Both Democrats and McCain talk of slapping limits on executives’ compensation, while Democrats would also give shareholders more say about who sits on corporate boards. Obama, if he is elected president, would join with the congressional Democrats, who are likely to increase their majorities in the House of Representatives and the Senate, to revive their unsuccessful proposals to impose new penalties for predatory lending, including for mortgages.
There are proposals for a new agency to protect consumers against a variety of financial abuses, involving mortgages, auto and student loans, and credit cards. Credit card companies’ marketing, billing and high interest rates will likely be reviewed. The insolvency of the insurance giant American International Group is reviving talk in Congress of seeking U.S. regulation of the insurance industry, which prefers its current, mostly friendly patchwork system of state oversight.
The financial industry “is not the only area where the deregulation ideology got completely out of hand,” said Representative Henry Waxman, the California Democrat who is chairman of the Oversight and Government Reform Committee in the House. While Waxman is already holding hearings on the financial crisis and possible new regulations, he said, “I’m looking forward to working on” issues like climate change and health care insurance in coming years.
Waxman, who was first elected from California in 1974, said he did not believe the economic downturn would impede new regulations.
“Over the years, I’ve heard industry after industry come in and say, ‘We cannot survive economically if we have these regulations,’” he said. Instead, he argued, studies showed that their compliance was less costly than predicted, and companies emerged more efficient and competitive.
While the political stereotypes portray Democrats as favouring regulation and Republicans as deregulators, recent history is more complicated.
A Republican. President Richard Nixon, presided over one of the most active regulatory periods of the past half-century, working with Democrats who controlled Congress in the early 1970s. His legacy includes the Environmental Protection Agency, the Consumer Product Safety Commission and the Occupational Safety and Health Administration.
Later in that decade, a Democrat, President Jimmy Carter, launched the deregulatory era that has continued with notable breaks to the present. While people in both parties associate his Republican successor, Ronald Reagan, with making regulation a dirty word politically, it was the Carter administration that instituted cost-benefit analyses for new regulations and deregulated the airline, railroad and trucking industries.
Reagan’s record was more anti-regulation than deregulatory. He and President George H.W. Bush fought congressional Democrats’ charges that they were not enforcing environmental and other regulations. In political campaigns, the Republicans made gains in part by painting Democrats as the party of big government. However, studies showed that the number of regulations spiked under the first President Bush, due in part to new regulations after the savings and loan scandals of the late 1980s. Also, Bush signed into law a new clean air act, a nutrition-labelling law and the landmark Americans with Disabilities Act, among others.

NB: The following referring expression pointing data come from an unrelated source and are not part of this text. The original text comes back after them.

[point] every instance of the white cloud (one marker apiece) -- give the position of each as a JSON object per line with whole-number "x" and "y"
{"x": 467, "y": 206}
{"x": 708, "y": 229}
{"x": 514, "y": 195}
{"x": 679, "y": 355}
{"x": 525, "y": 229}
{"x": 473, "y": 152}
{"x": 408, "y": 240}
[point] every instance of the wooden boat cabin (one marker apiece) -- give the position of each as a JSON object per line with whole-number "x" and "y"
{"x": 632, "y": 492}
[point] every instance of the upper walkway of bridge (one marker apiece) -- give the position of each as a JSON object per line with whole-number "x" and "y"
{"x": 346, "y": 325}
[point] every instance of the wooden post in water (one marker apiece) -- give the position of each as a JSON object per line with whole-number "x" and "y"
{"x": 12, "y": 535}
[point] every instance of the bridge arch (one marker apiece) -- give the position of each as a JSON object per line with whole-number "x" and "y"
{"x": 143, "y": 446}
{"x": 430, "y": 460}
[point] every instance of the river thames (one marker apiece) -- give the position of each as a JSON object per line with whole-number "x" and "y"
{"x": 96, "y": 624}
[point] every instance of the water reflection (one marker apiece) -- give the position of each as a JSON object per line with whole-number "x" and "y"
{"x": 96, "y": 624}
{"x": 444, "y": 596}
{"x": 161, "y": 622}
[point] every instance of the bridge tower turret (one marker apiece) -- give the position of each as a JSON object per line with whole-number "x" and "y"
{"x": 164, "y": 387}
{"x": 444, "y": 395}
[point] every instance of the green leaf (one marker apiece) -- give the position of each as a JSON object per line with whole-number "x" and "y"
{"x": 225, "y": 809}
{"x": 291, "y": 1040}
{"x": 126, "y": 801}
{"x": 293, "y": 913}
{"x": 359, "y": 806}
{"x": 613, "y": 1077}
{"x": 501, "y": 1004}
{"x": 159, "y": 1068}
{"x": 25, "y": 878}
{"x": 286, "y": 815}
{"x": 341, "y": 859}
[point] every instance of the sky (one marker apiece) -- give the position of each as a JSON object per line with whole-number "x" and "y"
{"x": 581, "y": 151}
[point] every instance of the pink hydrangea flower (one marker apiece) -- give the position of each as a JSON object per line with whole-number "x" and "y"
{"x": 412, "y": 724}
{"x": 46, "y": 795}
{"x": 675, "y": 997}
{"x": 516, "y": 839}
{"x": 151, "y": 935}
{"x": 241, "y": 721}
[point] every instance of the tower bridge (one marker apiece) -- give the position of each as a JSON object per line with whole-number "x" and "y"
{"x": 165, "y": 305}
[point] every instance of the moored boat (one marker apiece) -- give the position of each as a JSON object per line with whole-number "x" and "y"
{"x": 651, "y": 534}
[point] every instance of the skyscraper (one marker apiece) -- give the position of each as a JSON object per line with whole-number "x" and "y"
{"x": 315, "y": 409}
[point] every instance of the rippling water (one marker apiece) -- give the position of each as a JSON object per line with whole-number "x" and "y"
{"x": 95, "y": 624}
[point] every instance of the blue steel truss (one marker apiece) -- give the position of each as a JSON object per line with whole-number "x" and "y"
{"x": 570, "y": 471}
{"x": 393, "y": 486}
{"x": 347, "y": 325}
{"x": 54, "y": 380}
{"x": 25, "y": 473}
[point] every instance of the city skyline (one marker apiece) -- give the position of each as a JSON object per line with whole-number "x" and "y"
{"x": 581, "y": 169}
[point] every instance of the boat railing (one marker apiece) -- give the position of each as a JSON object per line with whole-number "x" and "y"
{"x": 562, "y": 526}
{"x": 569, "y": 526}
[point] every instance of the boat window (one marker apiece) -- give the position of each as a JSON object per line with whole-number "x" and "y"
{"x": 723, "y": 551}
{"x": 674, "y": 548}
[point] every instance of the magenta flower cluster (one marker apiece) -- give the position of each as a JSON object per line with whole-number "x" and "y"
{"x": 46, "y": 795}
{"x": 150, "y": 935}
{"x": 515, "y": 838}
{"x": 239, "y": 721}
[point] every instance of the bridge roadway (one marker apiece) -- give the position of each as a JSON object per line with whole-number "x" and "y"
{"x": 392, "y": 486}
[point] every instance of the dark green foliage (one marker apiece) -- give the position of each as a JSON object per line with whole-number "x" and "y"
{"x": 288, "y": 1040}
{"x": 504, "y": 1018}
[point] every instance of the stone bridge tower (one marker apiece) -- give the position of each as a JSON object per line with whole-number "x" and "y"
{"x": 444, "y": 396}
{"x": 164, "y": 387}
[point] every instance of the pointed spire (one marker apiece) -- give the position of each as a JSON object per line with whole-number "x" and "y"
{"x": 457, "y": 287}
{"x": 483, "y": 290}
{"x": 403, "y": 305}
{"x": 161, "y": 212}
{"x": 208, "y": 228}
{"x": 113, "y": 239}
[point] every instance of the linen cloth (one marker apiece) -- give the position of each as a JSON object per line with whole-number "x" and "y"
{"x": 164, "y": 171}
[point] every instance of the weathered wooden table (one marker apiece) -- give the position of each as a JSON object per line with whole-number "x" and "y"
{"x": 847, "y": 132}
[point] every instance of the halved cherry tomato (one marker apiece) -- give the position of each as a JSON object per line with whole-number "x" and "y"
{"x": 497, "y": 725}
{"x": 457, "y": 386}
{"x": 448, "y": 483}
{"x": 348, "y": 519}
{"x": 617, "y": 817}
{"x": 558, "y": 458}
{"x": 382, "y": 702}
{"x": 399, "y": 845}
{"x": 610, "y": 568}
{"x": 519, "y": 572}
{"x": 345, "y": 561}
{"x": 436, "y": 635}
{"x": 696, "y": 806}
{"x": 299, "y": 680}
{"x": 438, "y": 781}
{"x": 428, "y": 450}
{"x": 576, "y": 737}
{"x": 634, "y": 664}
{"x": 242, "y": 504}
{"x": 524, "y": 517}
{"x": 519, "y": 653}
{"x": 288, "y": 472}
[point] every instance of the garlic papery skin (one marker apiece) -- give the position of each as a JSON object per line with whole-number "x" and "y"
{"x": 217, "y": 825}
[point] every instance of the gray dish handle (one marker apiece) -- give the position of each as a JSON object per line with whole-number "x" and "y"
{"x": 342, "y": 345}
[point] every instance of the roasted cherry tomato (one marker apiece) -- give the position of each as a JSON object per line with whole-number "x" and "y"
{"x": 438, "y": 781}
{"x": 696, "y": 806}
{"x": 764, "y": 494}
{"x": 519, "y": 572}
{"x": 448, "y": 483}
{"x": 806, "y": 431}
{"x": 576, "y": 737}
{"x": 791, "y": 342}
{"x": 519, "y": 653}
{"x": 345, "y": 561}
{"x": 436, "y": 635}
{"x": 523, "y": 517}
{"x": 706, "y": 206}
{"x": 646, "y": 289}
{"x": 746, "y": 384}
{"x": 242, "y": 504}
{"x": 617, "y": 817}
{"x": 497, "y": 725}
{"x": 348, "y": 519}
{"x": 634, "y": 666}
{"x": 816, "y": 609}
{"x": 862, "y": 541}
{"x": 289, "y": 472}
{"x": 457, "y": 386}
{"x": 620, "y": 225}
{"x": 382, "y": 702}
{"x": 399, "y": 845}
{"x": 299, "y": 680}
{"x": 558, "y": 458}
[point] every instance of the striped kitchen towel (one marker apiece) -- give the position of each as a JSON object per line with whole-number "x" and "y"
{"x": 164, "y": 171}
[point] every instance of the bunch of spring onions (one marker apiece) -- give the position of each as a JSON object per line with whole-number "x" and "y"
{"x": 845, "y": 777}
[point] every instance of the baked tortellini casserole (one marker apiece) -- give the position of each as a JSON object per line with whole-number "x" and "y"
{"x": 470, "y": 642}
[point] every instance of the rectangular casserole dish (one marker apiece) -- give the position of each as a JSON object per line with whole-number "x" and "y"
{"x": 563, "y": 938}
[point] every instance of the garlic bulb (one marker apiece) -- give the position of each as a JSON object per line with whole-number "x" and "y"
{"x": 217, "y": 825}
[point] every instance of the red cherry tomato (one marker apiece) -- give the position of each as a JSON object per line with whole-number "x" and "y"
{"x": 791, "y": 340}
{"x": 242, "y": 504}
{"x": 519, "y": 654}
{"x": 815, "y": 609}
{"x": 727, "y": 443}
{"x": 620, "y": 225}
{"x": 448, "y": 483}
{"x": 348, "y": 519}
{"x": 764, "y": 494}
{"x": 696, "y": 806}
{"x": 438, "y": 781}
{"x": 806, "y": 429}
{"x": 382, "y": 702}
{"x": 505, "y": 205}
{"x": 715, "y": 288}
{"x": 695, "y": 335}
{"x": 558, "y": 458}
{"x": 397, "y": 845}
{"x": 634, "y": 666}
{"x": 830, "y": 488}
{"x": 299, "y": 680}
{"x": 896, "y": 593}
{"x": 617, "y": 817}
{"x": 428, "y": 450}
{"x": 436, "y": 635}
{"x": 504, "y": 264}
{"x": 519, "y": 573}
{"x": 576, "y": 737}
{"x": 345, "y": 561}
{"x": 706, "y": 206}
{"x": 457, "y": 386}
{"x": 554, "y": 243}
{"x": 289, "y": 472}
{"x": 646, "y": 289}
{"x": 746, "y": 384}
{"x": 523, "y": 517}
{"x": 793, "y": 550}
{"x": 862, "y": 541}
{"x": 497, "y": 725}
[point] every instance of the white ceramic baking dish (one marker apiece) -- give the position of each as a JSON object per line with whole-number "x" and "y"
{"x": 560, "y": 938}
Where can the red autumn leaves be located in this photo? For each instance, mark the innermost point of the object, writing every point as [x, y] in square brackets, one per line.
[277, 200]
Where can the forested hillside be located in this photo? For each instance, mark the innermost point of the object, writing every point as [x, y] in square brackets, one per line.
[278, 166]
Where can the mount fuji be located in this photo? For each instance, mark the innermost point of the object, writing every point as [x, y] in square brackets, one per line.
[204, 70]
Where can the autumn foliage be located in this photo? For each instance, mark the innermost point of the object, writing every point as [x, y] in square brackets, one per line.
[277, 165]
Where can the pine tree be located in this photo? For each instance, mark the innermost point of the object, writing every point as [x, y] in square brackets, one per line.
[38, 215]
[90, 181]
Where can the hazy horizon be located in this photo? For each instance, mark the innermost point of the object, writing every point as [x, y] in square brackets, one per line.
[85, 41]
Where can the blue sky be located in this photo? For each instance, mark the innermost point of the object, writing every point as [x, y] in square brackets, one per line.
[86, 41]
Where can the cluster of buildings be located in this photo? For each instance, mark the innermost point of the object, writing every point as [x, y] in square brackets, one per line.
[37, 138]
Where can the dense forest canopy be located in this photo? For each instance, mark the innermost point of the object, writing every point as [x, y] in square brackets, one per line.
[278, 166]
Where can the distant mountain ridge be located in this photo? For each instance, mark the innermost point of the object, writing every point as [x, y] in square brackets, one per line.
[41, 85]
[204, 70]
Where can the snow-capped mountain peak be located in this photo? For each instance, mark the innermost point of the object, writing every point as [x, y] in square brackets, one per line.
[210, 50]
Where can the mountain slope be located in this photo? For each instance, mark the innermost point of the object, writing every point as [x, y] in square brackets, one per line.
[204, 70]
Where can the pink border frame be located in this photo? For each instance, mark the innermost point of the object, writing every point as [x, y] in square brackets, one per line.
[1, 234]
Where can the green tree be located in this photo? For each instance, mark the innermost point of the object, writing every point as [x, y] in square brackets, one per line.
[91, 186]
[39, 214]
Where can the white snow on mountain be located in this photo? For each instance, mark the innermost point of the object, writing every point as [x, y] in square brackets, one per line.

The conservative analyst Bruce Bartlett, a Treasury official at the time, said that Bush was so angered by a 1991 magazine report headlined “The Regulatory President” that he ordered a moratorium on all new regulations. Sixteen years later, the same magazine, The National Journal, ran a similar article about Bush’s son, calling George W. Bush “the biggest regulator since the Nixon-Ford years.”
That record, however, mostly reflects the many new homeland security regulations put in place since the terrorist attacks of Sept. 11, 2001. In other areas, the current President Bush moved more aggressively than his father and Reagan away from enforcing existing regulations, choosing to rely on the financial services industry and manufacturers, among other groups, to self-regulate.